Shares in automotive giant Tesla fell after it reported lower-than-expected results for the third quarter of the 2025 financial year (Q3 FY25).
The electric vehicle to clean energy giant said net income fell 29% to US$1.77 billion (A$2.72 billion) and diluted earnings per share (EPS) plunged 31% to 50 cents in the three months ended 30 September 2025.
The factors driving income down included higher operating expenses, an increase in share-based compensation, restructuring and other charges, higher average costs per vehicle, an increase in tariffs and a change in sales mix.
Revenue jumped 12% to a record $28.1 billion due to an increase in vehicle deliveries, growth in Energy Generation and Storage, Services and other income and despite lower regulatory credit revenue and lower self-driving (FSD) revenue.
“In Q3, the Tesla team achieved record vehicle deliveries globally, showing strength and growth across all regions, while also achieving record energy storage deployments across the residential, industrial and utility sectors,” the company said in its Q3 2025 Update.
“This strong performance resulted in both record revenue and free cash flow generation in the quarter.”

Tesla introduced lower-cost variants of its Model Y and Model 3 vehicles earlier this month to increase demand.
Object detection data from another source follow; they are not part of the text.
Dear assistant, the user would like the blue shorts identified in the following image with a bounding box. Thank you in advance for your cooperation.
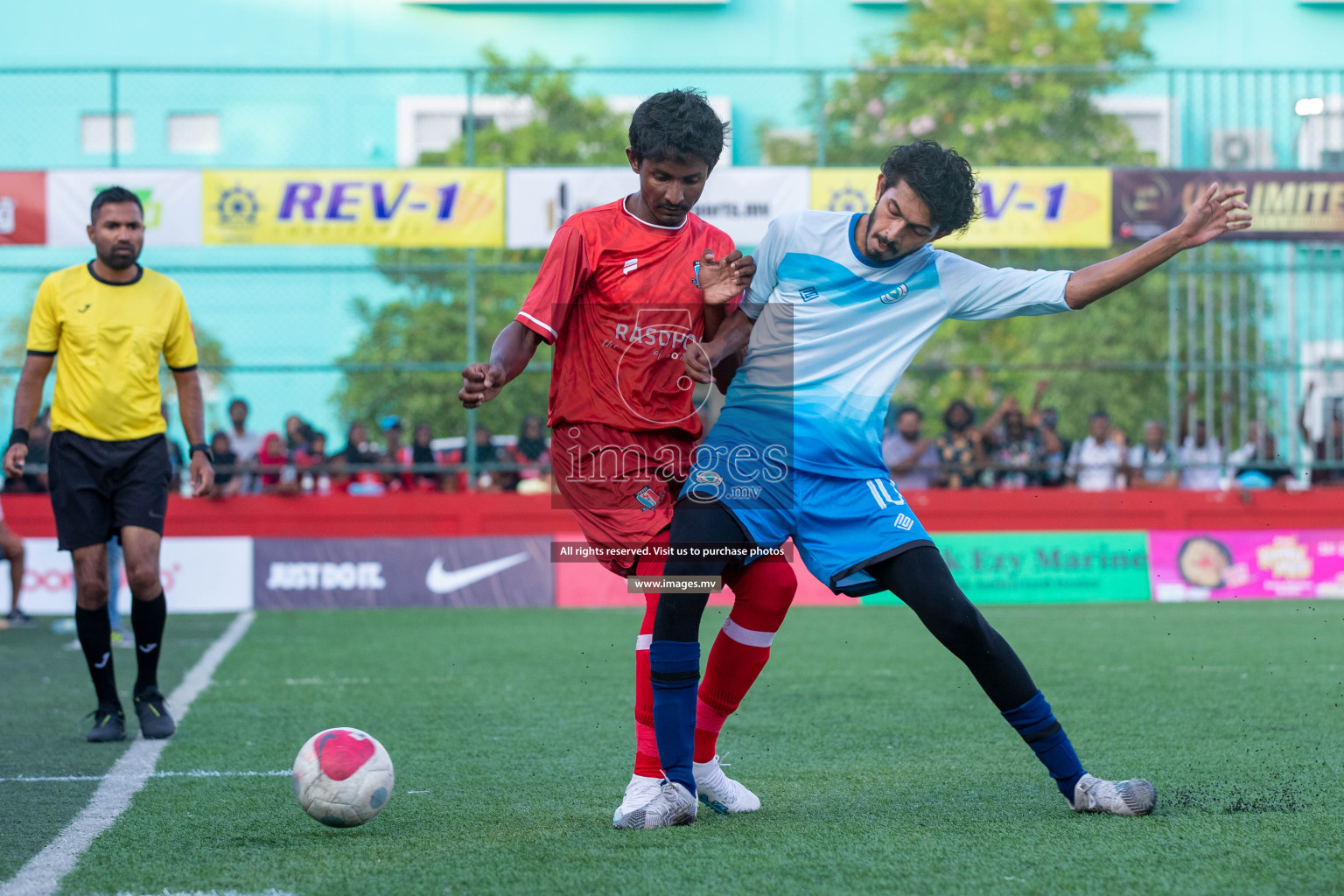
[682,446,933,598]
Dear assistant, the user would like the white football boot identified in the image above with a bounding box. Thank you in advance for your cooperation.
[612,775,662,828]
[612,780,700,830]
[1068,775,1157,816]
[691,755,760,816]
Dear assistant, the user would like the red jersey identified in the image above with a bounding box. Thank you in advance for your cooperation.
[514,199,732,439]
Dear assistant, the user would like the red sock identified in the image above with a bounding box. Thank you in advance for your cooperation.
[634,529,669,778]
[693,557,798,761]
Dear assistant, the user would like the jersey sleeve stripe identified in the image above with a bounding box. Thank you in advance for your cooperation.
[514,312,561,342]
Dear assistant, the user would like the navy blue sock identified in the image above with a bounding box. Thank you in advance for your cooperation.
[649,640,700,796]
[1003,690,1088,802]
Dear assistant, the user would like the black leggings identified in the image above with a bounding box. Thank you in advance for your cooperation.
[653,501,1036,712]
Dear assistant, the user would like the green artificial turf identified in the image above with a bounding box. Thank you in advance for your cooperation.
[0,615,233,883]
[5,602,1344,896]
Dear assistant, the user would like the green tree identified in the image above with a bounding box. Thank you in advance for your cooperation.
[334,48,627,435]
[762,0,1149,165]
[421,47,627,165]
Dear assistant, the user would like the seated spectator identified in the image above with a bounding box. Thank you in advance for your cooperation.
[1227,421,1293,490]
[882,404,938,492]
[444,424,508,492]
[332,421,387,496]
[210,430,243,496]
[401,422,444,492]
[1178,392,1229,492]
[256,432,298,494]
[1295,382,1344,487]
[934,397,985,489]
[1027,407,1074,487]
[1128,421,1180,489]
[506,414,551,487]
[985,395,1046,489]
[4,407,51,494]
[1068,411,1125,492]
[378,414,411,492]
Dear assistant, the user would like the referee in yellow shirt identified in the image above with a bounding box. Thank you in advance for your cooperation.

Tesla said it was making the investments, including in future business lines, to create value in the transport, energy and robotics sectors.
“While we face near-term uncertainty from shifting trade, tariff and fiscal policy, we are focused on long-term growth and value creation,” the company said.
Although revenue exceeded the average analysts' estimate of $26.37 billion, diluted EPS was under the forecast of 55 cents.
The share price (NASDAQ: TSLA) closed $3.63 (0.82%) lower at $438.97 on Wednesday (Thursday AEDT), capitalising the company at $1.37 trillion, before falling to $421.31 in after-hours trading.